Es ist fast amüsant, die Show argumentativer Hilflosigkeit zu betrachten, die hier vorgeführt wird, weniger amüsant sind aber die Methoden, mit denen unter Einsatz formidabler Medienmacht eine uninformierte oder desinformierte Öffentlichkeit über das ganze Debakel hinweggetäuscht werden soll.
Ein aufschlußreiches, wenn auch über die engere Thematik von „Barbarossa“ hinausgehendes Beispiel dafür bildet eine im Vorjahr durchgeführte Podiumsdiskussion zwischen Dr. Alfred Schickel, dem Leiter der Zeitgeschichtlichen Forschungsstelle Ingolstadt, und Prof. Dr. Wolfgang Wippermann, einem Zeithistoriker der FU Berlin, über das Thema der Schuld am Zweiten Weltkrieg. Dieser Auseinandersetzung ließ Wippermann in der „Frankfurter Rundschau“ vom 31.10.95 einen bemerkenswerten Aufsatz folgen, wo es gleich am Anfang heißt: „‘Die Erkenntnis von der unbestrittenen und alleinigen Schuld Hitlers’ am Ausbruch des Zweiten Weltkrieges ist ‘eine Grundlage der Politik der Bundesrepublik’, erklärte Theodor Eschenburg vor nunmehr über dreißig Jahren... Diese Kriegsschuld (gemeint ist die Bestreitung dieser Schuld, E.T.) muß genauso geächtet werden wie die sog. Auschwitzlüge“. Es ist überraschend, daß die Ächtung zum methodischen Instrumentar der Geschichtswissenschaft gehören soll. Dabei geht Wippermann nirgends näher auf die Argumente der Gegenseite ein, sondern beruft sich hier wie sonst auf die „seriöse Forschung“. Diese arbeitet aber nicht mit Ächtungen, sondern mit Argumenten. So betont etwa das Standardwerk „Die Entfesselung des Zweiten Weltkrieges“ von dem angesehenen Schweizer Historiker Walther Hofer, dem man bestimmt keine Sympathien für den deutschen Diktator nachsagen kann, „die entscheidende Mitverantwortung der Sowjetunion an der Entfesselung des Krieges von 1939... Wohl ist Hitler der drängende Teil gewesen, der unbedingt seinen Krieg haben wollte, aber Stalin hat ihm, wie man gesagt hat, ‘grünes Licht’ für seinen Krieg gegeben“ . Doch auch ein Autor ganz anderen Kalibers hat sich dazu ganz eindeutig geäußert. Am 28. Oktober 1941 schrieb Churchill an Sir Stafford Cripps, die Russen hätten „ihr Schicksal selbst heraufbeschworen, als sie durch ihren Pakt mit Ribbentrop Hitler gegen Polen losließen und damit diesem Krieg zum Ausbruch verhalfen“ .
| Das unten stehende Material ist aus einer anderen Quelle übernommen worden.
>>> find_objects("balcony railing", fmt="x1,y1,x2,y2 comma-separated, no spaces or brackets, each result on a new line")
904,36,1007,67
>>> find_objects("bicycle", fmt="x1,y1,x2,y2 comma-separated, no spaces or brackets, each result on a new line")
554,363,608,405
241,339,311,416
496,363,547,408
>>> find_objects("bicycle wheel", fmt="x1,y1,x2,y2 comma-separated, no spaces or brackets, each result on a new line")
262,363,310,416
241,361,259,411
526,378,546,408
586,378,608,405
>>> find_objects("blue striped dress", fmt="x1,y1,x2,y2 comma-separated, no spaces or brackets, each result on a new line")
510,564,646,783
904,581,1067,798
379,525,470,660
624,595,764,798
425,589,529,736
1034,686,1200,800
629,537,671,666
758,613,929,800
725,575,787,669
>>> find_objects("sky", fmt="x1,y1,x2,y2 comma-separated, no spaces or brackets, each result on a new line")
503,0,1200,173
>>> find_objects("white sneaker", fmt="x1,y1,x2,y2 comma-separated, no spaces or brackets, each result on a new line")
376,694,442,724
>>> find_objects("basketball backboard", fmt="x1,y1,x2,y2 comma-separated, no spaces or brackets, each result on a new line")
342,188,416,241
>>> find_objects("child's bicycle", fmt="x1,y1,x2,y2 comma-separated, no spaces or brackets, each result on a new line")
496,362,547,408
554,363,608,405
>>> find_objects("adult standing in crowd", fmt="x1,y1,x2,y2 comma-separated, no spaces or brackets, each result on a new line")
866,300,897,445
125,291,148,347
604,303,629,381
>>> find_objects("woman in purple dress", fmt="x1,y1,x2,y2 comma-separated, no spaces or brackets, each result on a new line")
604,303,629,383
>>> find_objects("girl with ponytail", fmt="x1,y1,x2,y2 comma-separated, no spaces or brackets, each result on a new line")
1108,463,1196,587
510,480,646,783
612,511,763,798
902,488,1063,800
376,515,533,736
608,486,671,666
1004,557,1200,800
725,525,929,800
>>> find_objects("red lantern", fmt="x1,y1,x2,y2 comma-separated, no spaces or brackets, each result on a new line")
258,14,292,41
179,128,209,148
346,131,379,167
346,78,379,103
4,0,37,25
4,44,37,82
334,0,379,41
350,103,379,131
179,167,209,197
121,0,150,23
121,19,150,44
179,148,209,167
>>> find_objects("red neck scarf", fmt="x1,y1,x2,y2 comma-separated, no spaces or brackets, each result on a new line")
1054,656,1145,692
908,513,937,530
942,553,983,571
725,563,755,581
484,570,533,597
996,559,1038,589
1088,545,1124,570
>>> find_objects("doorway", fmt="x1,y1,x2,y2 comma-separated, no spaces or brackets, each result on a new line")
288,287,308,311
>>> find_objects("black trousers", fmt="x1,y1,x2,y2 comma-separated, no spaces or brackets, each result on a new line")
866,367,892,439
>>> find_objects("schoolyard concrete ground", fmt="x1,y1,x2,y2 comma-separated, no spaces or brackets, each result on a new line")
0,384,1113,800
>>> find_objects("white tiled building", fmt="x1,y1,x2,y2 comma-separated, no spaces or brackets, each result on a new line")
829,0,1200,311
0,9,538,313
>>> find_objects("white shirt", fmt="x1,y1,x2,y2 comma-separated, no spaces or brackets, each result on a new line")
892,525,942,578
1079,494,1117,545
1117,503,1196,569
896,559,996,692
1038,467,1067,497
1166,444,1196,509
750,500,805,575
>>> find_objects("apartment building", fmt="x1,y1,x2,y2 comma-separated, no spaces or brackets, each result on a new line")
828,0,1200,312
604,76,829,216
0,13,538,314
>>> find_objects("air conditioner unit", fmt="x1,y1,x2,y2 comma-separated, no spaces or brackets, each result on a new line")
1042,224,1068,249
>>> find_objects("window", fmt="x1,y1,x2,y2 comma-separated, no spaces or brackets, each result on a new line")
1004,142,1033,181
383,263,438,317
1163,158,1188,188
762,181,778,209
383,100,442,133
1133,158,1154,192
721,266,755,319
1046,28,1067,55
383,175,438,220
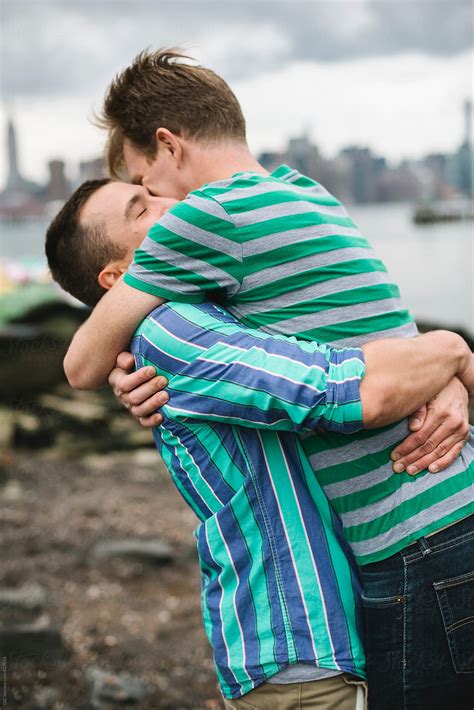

Daß ich selbst als „Amateur-Historiker“ und „Philosophieprofessor“ abgetan werde, sei nur am Rande erwähnt. Im übrigen werden die Behauptungen der „Revisionisten“ ohne weitere Begründung als abstrus, abenteuerlich, unsinnig usw. abqualifiziert - die „Fachhistoriker“ hätten sie längst widerlegt. Doch zum Schluß kommt der Autor zu einer bemerkenswerten Feststellung: „Dennoch ist es mehr als erstaunlich, daß die (Fach-) Historiker dem revisionistischen Treiben ungerührt zusehen. Das überlassen sie ihren Kollegen von der Nachbardisziplin der Politikwissenschaft, die sich mit dem Rechtsradikalismus und Revisionismus beschäftigen“. Möglicherweise beginnt sich unter der Wucht der besonders zum Fall „Barbarossa“ vorgebrachten Argumente und vorgelegten Dokumente bei den Fachhistorikern ein Umdenken anzubahnen, während den Ideologen die Felle davonschwimmen. Übrigens beruht der Fortschritt von Wissenschaft und Aufklärung vielfach auf der Revision verkrusteter Dogmen, und wer den Ausdruck „Revisionismus“ als Schimpfwort verwendet, gibt sich dadurch nur als Dogmatiker und Dunkelmann zu erkennen - was freilich nicht heißt, daß die Revisionisten immer recht haben müssen.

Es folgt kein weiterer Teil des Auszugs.